Seems reasonable; in this case we're just torturing the user.
It's not really technically feasible currently though, support is currently determined by the model used for the table, which is deep down in the page structure and isn't really accessible by other parts. Moreover, the page loading code lacks any form of conditional loading, it simply looks at which pages exist and shows those. We'd have to special case stuff for the applications page which gets ugly fast.

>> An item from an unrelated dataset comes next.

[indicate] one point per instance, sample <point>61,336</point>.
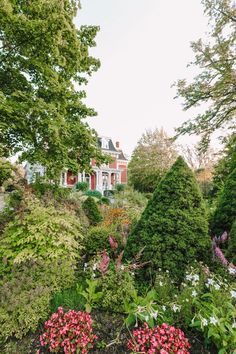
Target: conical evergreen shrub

Created attachment 146944 [details] screen shot
Comment on attachment 146944 [details] screen shot Get this on a Rocky Linux (KVM/QEMU) VM too... Operating System: Rocky Linux 8.5 KDE Plasma Version: 5.23.3 KDE Frameworks Version: 5.88.0 Qt Version: 5.15.2 Kernel Version: 4.18.0-348.12.2.el8_5.x86_64 (64-bit) Graphics Platform: X11 Processors: 4 × Intel Core Processor (Haswell, no TSX, IBRS) Memory: 7.6 GiB of RAM Graphics Processor: llvmpipe Host: Operating System: Rocky Linux 8.4 KDE Plasma Version: 5.18.4 KDE Frameworks Version: 5.68.0 Qt Version: 5.12.5 Kernel Version: 4.18.0-305.25.1.el8_4.x86_64 OS Type: 64-bit Processors: 12 × Intel® Xeon® CPU E5-2620 v3 @ 2.40GHz Memory: 31.1 GiB of RAM
i.e. getting it on a systemd system.
(In reply to Arjen Hiemstra from comment #2) > It's not really technically feasible currently though, support is currently > determined by the model used for the table, which is deep down in the page > structure and isn't really accessible by other parts. Moreover, the page > loading code lacks any form of conditional loading, it simply looks at which > pages exist and shows those. We'd have to special case stuff for the > applications page which gets ugly fast. eh, we had a nice view of applications for 30 years or so, but now its not feasible? I do not mind support for new APIs but it does seem a bit harsh to simply throw out the previous implementation that did what it had to do.